This trending question posted on social media is on every Bhutanese mind since the education minister’s announcement in the Assembly on Tuesday. The government decided to do away with the cut-off point creating confusions, doubts and suspense.

Adding more confusion, the minister did not mention the word “cut-off”. But if the decision was to absorb all Class X students, who manage the pass percentage in higher secondary schools, government or private, it is the same – like we say, whether it is a Tari (axe) or Toktse (spade), the head is metal.

It is a tense moment for thousands of students who sat for the board examinations. The Class X results will be declared any time soon. What they want is clarity. The so-called cut-off point will make a lot of difference. Some will go on to study in public schools. Some will have parents’ sponsor in private schools. Some will look for jobs and some join training institutes. What the students don’t need now is the confusions.

The source of the confusion is the decision the government made in December at the 19th national education conference. Educationists and experts who met for days, chaired by the minister, decided to keep the cut-off point.

The cause of the confusion is the honourable members of parliament. Weeks after the decision of the education conference was announced, media following it closely, the written question handed over at the Parliament session was if the government would do away with the cut-off point, as pledged.

The education minister’s response shocked observers, if not the parliamentarians.

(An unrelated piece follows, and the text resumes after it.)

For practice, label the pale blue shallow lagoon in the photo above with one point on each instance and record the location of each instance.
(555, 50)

The government is already working on how to absorb the students in public schools. There were no follow up questions, as many expected. Many expected a heated debate. This leaves room for suspicions and doubts.

Some are already questioning the reason behind the sudden U-turn in the decision while some are accusing media of misinforming and the bureaucrats in the ministry for the silence if there had been a change.  A little bit of clarity would help all.

Whether the cut-off point stays or the government initiates change, it is their prerogative. What is lacking is transparency. We believe the reasons are sound enough to undo a three-week-old decision and make it public.

The suspicion is if parliamentarians are regarding politics above reasoning. The parliamentarians, if they had done their homework, were expected to grill the government on the sudden change and convince people. This they didn’t do, including members of the vocal opposition. 

Students and parents will appreciate doing away with cut off points. It will ease the financial burden on parents and give students a second chance for higher secondary schooling.

In other words, it is a popular decision. If the opposition has not questioned it for political reasons, they have failed this time.